A friendly neighbour

Published December 28, 2024

FORMER Indian prime minister Manmohan Singh who passed away on Thursday at 92 was a renowned economist who pulled out his country from the economic mess unleashed by the fall of the Soviet Union and an oil price shock triggered by the first US-Iraq war that saw India pawning a chunk of its gold reserves to foreign banks. He was also a statesman, one who offered the best hope in recent memory for his country to establish stable and friendly ties with Pakistan. This he did by backing the resolution of the Kashmir dispute without loss of face for either side, or “without changing the borders”. However, he had misread the ground reality dominated in India by reactionary Hindutva forces that would catapult Prime Minister Narendra Modi to become his successor. He had also overestimated the political durability of the late Pakistani president Gen Pervez Musharraf, with whom he was said to be close to clinching a peace pact centred on Kashmir. Musharraf’s sudden exit from power and Mr Modi’s ideologically driven hostility towards Islamabad combined to torpedo Dr Singh’s quest for a South Asian neighbourhood that was anchored in peace and prosperity.

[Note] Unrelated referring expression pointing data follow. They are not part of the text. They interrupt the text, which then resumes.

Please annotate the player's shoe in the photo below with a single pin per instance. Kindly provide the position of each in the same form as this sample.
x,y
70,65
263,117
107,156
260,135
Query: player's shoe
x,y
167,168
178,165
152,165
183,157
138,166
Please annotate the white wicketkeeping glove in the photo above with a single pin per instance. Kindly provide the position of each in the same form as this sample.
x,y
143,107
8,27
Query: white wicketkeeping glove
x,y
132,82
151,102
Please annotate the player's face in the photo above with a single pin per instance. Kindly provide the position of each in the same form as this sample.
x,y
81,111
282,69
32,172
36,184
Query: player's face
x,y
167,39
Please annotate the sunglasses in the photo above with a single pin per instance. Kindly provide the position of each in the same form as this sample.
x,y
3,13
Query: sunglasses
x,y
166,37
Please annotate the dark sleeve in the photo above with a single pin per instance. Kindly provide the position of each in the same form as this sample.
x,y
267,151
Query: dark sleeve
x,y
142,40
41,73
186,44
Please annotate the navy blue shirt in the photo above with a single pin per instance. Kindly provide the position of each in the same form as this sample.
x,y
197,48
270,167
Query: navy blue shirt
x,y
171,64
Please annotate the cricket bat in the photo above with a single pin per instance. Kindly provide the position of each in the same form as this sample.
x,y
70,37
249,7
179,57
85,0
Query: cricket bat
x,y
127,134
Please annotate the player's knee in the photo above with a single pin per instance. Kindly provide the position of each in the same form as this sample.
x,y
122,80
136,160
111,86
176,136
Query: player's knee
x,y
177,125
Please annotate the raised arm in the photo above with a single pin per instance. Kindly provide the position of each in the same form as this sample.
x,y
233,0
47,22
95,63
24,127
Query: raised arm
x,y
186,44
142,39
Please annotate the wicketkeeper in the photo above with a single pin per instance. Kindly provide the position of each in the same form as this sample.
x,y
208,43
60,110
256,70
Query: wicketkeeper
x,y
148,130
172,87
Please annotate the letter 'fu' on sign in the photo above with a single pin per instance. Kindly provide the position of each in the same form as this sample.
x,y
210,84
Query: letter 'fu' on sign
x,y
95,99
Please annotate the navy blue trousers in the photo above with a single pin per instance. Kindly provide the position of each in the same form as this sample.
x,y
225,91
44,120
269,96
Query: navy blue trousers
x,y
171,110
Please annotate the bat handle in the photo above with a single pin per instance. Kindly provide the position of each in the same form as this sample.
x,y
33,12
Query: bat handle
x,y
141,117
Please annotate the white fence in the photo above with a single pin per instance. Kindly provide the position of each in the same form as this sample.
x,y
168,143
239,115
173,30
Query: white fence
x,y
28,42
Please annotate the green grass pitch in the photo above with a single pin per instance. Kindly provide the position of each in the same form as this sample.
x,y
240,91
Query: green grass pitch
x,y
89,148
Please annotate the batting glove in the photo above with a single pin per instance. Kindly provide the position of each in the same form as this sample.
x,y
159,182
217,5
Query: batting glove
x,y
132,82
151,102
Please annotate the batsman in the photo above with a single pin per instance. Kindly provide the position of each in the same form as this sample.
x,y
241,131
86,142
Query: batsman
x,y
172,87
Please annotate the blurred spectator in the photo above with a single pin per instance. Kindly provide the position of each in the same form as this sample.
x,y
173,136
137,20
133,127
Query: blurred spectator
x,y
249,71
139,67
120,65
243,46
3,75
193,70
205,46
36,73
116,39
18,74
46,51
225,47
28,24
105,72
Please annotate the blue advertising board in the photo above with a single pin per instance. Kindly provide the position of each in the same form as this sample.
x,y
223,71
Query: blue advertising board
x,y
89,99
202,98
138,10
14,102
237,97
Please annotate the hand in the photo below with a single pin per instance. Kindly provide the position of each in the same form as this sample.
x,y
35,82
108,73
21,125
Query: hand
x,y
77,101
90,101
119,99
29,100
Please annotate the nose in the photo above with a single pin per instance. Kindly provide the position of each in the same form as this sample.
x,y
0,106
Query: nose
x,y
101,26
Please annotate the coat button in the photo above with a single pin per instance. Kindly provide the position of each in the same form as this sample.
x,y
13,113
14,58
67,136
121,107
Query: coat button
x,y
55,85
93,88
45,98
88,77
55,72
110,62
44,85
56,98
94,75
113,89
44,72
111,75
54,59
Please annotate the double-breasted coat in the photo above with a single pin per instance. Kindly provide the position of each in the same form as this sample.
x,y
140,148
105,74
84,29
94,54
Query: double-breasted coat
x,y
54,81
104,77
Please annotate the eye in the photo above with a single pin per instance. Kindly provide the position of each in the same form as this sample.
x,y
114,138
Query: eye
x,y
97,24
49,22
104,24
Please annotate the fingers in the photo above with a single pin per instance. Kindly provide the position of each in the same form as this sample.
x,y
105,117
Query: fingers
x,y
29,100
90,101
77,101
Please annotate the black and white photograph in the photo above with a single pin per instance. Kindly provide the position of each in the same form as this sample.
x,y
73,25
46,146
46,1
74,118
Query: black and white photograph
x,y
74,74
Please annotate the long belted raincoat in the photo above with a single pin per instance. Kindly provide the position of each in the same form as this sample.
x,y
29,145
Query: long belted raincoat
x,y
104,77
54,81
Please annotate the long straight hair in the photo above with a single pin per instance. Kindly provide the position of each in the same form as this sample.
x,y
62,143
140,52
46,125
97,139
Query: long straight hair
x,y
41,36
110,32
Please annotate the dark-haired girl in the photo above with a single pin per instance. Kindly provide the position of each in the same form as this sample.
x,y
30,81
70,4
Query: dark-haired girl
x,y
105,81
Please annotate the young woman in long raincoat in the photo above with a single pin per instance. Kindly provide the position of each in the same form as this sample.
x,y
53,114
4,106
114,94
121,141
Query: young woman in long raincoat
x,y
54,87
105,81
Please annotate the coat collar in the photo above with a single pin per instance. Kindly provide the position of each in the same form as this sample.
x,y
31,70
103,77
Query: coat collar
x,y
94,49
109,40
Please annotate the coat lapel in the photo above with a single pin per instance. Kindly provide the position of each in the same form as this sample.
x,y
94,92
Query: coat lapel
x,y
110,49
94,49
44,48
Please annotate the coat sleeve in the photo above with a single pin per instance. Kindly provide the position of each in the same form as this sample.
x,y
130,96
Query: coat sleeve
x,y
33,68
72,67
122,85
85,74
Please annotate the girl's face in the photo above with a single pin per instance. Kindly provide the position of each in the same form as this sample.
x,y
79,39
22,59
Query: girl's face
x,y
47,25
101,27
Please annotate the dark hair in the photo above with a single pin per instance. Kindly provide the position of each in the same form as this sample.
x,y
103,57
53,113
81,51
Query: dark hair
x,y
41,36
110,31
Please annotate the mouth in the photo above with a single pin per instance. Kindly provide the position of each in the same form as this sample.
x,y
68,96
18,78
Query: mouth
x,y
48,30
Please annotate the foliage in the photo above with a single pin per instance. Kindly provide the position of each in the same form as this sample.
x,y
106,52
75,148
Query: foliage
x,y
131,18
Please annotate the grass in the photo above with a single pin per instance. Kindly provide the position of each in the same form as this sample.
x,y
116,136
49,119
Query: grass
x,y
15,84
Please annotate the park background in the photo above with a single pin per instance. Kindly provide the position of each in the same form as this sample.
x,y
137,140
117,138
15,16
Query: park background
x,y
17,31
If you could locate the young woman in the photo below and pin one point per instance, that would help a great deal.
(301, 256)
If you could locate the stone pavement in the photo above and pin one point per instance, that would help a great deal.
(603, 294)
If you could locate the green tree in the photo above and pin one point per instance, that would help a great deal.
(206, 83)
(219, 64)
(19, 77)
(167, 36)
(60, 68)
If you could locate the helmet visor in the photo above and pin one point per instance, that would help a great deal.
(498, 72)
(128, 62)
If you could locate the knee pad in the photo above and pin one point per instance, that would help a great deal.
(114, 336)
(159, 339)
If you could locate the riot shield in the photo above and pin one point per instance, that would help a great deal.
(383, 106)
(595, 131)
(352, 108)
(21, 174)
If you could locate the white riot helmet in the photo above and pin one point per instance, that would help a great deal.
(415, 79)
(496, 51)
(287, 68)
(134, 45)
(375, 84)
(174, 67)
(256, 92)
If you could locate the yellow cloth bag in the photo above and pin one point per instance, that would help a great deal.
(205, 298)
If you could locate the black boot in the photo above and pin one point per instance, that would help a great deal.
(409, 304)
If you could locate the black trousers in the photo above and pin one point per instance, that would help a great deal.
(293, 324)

In dealing with his neighbours, Dr Singh eschewed traditional big brotherly Indian approaches, including towards Pakistan. A significant proof of this was in view when he, as prime minister, would not yield to the hawks in the Indian establishment to go militarily after Pakistan over the horrific terror attack in Mumbai in November 2008. Indian voters endorsed the grounded approach and returned him to power for a second term in the 2009 to the chagrin of the BJP’s prime ministerial candidate Lal Krishna Advani whose political career Dr Singh ruined. When Mr Modi looked like winning the 2014 general elections, Dr Singh openly warned that such an outcome would be disastrous for India. In his death, Pakistan has lost a partner for peace, and the world a true statesman.